La limousine parte, il motore è così silenzioso che non mi sono nemmeno accorta che la vettura fosse accesa.
-Faremo tutto il viaggio in macchina?-
Chiede mia madre a Gregor, dopo avergli lanciato un'occhiata che avrebbe congelato un vulcano in eruzione.
-Si, per quanto viaggiare in limousine dia nell'occhio, è sempre meno tracciabile di comprare biglietti aerei-
Le rispose lui dopo aver allontanato il suo volto dal mio. Il pensiero del viaggio in limousine mi turba profondamente, insieme al fatto che è ormai certo che passerò la notte insonne, almeno queste sono le aspettative.
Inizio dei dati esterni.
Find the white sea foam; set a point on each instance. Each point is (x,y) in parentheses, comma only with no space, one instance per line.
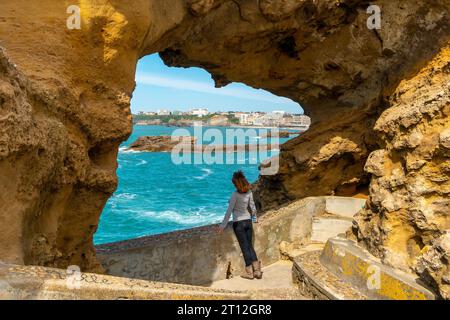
(126,150)
(188,219)
(141,163)
(125,196)
(207,173)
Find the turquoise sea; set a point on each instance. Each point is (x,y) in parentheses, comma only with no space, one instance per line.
(156,196)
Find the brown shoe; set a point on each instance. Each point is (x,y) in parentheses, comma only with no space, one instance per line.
(248,273)
(257,273)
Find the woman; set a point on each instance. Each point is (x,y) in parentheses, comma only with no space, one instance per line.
(239,204)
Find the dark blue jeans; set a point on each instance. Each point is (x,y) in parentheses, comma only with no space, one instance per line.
(244,233)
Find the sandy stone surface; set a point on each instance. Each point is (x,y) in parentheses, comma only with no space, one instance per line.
(65,109)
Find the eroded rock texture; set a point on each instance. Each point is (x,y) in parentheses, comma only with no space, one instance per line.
(65,109)
(409,209)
Non so dove guardare, dare una sbirciata fuori dai finestrini è impensabile circondata come sono, così come lo è guardare i miei genitori. Tempo poco mi ritrovo a guardare un punto indefinito della moquette per terra.
Il viaggio prosegue nel silenzio più assoluto. I due al mio fianco guardano fuori, ognuno dal proprio lato. Il dolce movimento della limousine mi culla e i miei occhi cominciano a chiudersi. Trovare un punto dove poggiare la testa sembra impossibile, soprattutto con le due spalle che mi trovo ai lati. Decisa a non essere trattata come la corda del tiro alla fune da quei due soggetti, ugualmente irritanti al momento, reclino la testa all'indietro, sperando di riuscire a riposare senza muovermi troppo.
L'ultimo pensiero che faccio prima di addormentarmi è chiedermi fa che parte tegno solitamente la testa quando dormo, se verso destra o verso sinistra.
Mentre scivolo nel sonno, sento la testa inclinarsi da un lato.